Même si Oliver et Compagnie n’est pas le long-métrage le plus impressionnant de la firme aux grandes oreilles, il est l’un des plus sympathiques produits par le géant du dessin animé. Ici pas de princesse à sauver ou de morale dégoulinante. Nous avons le droit à la représentation d’un New York contemporain et non à un conte de fées. Oliver est à ce titre l’un de mes films d'animation préférés de chez Disney surtout quand retentit la voix de Bette Midler ou celle d’un Billy Joel. L’interprète de tubes tels que Uptown Girl offre une prestation pleine de swing, absolument irrésistible sur Why Should I Worry. Si Billy Joel chante la meilleure chanson du film, d’autres titres de la bande originale comme Streets of Gold ou Once Upon a Time in New York City sont plutôt bien écrites et s’avèrent entraînantes. Depuis Les Aristochats, deux décennies plus tôt, la firme n’avait pas proposé de chansons aussi mémorables. La volonté de Disney d’appeler de nouveaux auteurs venant de Broadway s’avère ici payante.

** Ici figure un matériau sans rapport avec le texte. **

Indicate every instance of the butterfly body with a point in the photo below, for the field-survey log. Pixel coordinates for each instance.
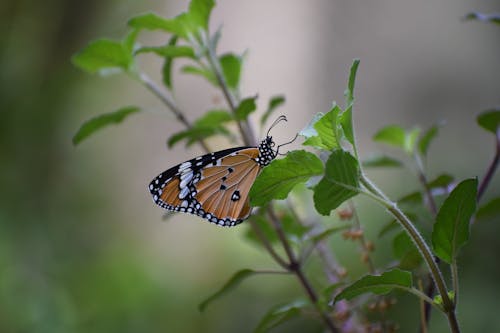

L’autre grande force du film c’est sa galerie de chiens tous plus attachants les uns que les autres.  En premier lieu, nous avons Roublard, canidé filou à la morale à géométrie familiale. Roublard est juste cool, capable de se dépêtrer de n’importe quelle situation. C’est le chien de la rue au grand coeur. À ses côtés, nous retrouvons l’hallucinant Tito, un petit chihuahua haut en couleur. Petite frappe qui n’a peur de rien et qui drague la moindre chienne sur sa route, ce protagoniste montre que Disney à l’époque souhaitait en finir avec des personnages manichéens qui ne cessaient de faire   lamorale aux plus jeunes. Tito est vraiment sympathique même s’il faut bien se l’avouer, c’est une caricature de loubard chicanos. Nous avons également Francis le bouledogue déclamant du Shakespeare ainsi que la levrette persane Rita assez protectrice, dont les neurones semblent plus rapides que ceux du reste du groupe. Enfin, n’oublions pas Georgette, une horrible caniche snobinarde, mais plutôt attachante quand elle craque soudain pour notre petit chihuahua excentrique et oublie les différences de classes.  Des chiens hauts en couleur, plutôt excentriques à la différence de notre héros Oliver, un petit chaton dont le caractère n’est pas aussi prononcé que la bande de chiens qui le prend sous son aile.

Et le casting humain dans tout ça ?  Soyons clairs, l’Homo sapiens ne semble pas beaucoup intéresser les initiateurs du projet. Peu ou pas écrits, la société humaine se résume à deux castes. Nous avons d'un côté les nantis qui vivent dans leur bulle confortable sans se soucier du reste de la société, et de l'autre des humains avides de pouvoir qui vendraient père et mère pour devenir riches à leur tour. Seule exception, Fagin, dont le bon coeur finira par le convaincre d’agir pas seulement pour de l’argent. À l’inverse, le groupe formé par les chiens des rues est beaucoup plus solidaire. Ils vivent de chapardage pour survivre, privilégiant l’amitié à l’argent.  Au final, c’est bel et bien Roublard et sa bande qui sont les héros de l’histoire et non le chaton Olivier qui privilégie le confort à la liberté en restant au côté de la petite Jenny. Pour une fois chez Disney, le prolétariat est encensé par rapport à la bourgeoisie !

Oliver et Compagnie ne multiplie pas les exploits techniques. C’est un film simple qui nous offre cependant des personnages d'animaux hauts en couleur, parmi les plus sympathiques de la galaxie Disney à l'image des chiens Roublard ou Tito. Ce serait vraiment dommage que vous passiez à côté de ce long-métrage qui n’a vraiment pas à rougir par rapport aux titres les plus populaires du studio qui suivront comme La Belle et la Bête ou La Petite Sirène bien plus manichéens et moralisants que cette adaptation d’Oliver Twist.